For 13 years, on and off, Travolta tried to push the movie idea on various directors and film companies, but failed, likely due to his poor run of films in the late 80’s. Travolta regained some stature in the early 90’s however, and in 1998 a company finally said yes to the idea.
Major Hollywood players such as actors Forest Whittaker and John Travolta, Star Wars art director Roger Christian and Director J.D Shapiro signed on to the project. In early development, the movie looked like it was shaping up to be a good, profitable movie.
Obviously the movie bombed. That isn’t the most interesting part of this story though. The really interesting part is David Miscavige’s (the head of Scientology) involvement in the movie. Publicly, Miscavige has denied any involvement in the movie or its development but former Scientology members Mark Rathbun and Mike Rinder shed some light on his involvement.
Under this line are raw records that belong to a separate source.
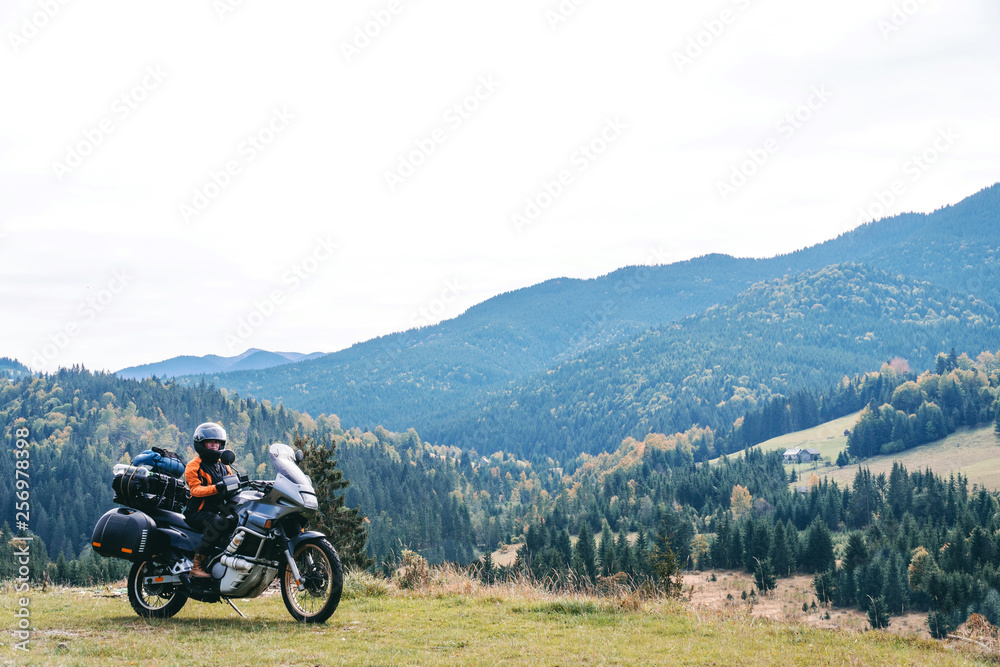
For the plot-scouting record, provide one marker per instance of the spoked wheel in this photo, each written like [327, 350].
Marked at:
[153, 600]
[323, 579]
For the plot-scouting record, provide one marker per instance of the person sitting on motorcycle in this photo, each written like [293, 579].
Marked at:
[206, 511]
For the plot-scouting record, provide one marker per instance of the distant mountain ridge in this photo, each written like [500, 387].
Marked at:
[427, 377]
[252, 359]
[12, 368]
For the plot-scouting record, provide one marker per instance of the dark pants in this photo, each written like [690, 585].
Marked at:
[215, 529]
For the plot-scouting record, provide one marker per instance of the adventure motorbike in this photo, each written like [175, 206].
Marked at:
[270, 539]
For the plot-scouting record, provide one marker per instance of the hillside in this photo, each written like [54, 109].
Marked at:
[13, 368]
[252, 359]
[973, 452]
[806, 331]
[455, 621]
[423, 377]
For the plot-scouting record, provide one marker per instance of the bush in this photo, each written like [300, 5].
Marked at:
[361, 584]
[414, 572]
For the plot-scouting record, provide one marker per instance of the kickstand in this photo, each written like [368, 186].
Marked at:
[235, 607]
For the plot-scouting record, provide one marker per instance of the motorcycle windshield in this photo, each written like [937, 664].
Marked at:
[283, 458]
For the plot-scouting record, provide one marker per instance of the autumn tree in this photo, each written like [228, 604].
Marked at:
[741, 502]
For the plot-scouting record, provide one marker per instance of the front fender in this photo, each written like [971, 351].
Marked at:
[294, 542]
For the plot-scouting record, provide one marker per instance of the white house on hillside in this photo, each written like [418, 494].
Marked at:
[797, 455]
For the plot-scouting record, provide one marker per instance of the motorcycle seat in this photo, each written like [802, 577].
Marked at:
[170, 518]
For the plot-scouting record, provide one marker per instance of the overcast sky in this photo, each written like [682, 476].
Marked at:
[204, 177]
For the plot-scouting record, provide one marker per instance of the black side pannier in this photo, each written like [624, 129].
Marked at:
[143, 489]
[126, 533]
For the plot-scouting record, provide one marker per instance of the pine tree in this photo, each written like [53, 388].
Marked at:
[585, 553]
[665, 566]
[878, 613]
[817, 555]
[780, 558]
[346, 528]
[763, 576]
[607, 551]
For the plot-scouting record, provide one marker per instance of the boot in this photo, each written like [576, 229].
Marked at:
[196, 571]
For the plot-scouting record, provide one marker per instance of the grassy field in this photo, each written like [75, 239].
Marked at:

Rathbun in an interview called Battlefield Earth “DM’s [David Miscavige’s] baby, from day one”. According to Rinder and Rathbun, Scientology was deeply involved in the film’s development. Rinder and Rathbun visited Miscavige’s office daily to review daily cuts of the film over the several months of the movie’s development, and Miscavige called and critiqued director Shapiro’s directing via phone every single day.
Rathbun alleges that Miscavige brown nosed Travolta, he claims to have overheard a phone conversation between Travolta and Miscavige after Miscavige had seen the final cut of the movie where Miscavige lauded Travolta saying that “You have no idea what this is going to do for Scientology”, “LRH [L.Ron Hubbard] would be so proud of you” and “This is going to be a blockbuster”. So Miscavige seemed to actually think the film was pretty great in the beginning.
The day the film was released, the critics panned it and Miscavige immediately went into damage control and denied any involvement in the project. In the same interview, Rinder alleges that Tom Cruise once asked Miscavige “Hey Dave, what’s with that Battlefield Earth, man? it’s the worst PR in the world!” to which Miscavige replied “Man, I swear to god if I had anything to do with that it wouldn’t have went anywhere. It never would have seen the light of day.” Rathbun and Rinder also allege that Miscavige claimed Travolta’s ‘poor ethics’ were the reason that the film failed while talking to Cruise.
The story of the movie bombing is interesting, but the inception of the project and future denial of said project by Miscavige gives us all an insight into the church’s PR. Whether Miscavige was protecting the church or his own pride, the movie was an utter failure.